Programming to answer causal Questions

Bachelor Boot Camp

“Programming to answer causal Questions: Following the Nobelprize Winners in Economics 2021”

Less people die while riding a motorbike than people die while lying in bed. Does this imply that beds are dangerous? While in this case, it may be straight forward to understand the statistical fallacy, there are plenty of other interesting questions in which it is hard to disentangle cause and effect.  For instance, it is complex to understand the causal effect of education on wages, minimum wages on employment, or immigration on employment, just to name a few relevant questions.

The Nobel prize winners, David Card, Joshua Angrist, and Guido Imbens have developed a statistical toolkit to answer these questions. These causal analysis methods require curiosity to find settings that resemble the experimental ideal – so called natural experiments – and creativity to find the appropriate data. With a natural experiment and the appropriate data at hand the methods to be employed to provide causal answers to interesting and relevant questions are straight forward.

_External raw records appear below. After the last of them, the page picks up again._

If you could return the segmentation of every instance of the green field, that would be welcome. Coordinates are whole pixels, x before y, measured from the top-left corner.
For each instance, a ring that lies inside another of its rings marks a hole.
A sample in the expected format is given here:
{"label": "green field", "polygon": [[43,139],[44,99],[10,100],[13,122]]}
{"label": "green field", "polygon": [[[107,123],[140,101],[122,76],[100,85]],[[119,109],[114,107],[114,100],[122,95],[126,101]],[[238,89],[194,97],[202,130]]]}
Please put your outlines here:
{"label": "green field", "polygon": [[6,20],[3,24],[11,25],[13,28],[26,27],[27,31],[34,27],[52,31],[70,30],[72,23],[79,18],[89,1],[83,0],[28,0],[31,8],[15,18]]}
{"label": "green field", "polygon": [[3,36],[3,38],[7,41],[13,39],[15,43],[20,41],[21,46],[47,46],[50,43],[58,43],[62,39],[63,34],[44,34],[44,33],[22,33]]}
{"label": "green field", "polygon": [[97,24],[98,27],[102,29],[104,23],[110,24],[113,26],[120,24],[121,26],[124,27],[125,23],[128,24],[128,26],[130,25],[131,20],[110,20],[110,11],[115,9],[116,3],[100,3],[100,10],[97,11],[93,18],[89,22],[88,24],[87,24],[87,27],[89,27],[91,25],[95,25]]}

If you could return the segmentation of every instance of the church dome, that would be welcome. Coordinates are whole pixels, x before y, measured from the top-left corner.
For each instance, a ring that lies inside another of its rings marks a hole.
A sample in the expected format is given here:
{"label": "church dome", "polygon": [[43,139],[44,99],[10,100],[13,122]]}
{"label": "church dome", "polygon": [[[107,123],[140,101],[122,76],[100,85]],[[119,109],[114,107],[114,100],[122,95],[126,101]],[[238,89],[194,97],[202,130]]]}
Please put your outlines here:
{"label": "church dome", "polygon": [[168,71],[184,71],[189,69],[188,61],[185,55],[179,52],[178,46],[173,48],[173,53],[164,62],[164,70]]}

In this seminar, students shall be acquainted with the intuition and the theory of the state-of-the-art causal analysis methods and familiarize themselves with these methods by working hands-on. The seminar will consist of a series of case studies where students will replicate original work by the Nobel prize winners in their early years. Students will use STATA to replicate their work.

Dates & Rooms:

- Monday, May 27: 10:00am-16:45pm
- Tuesday, May 28: 10:00am-16:45pm
- Wednesday, 29.05, 10:00am-16:45pm

Requirements:

Basic econometric knowledge is required.

Examination:

Take-home exam (100%). Students are expected to hand in their code in Stata by June 12, 2024!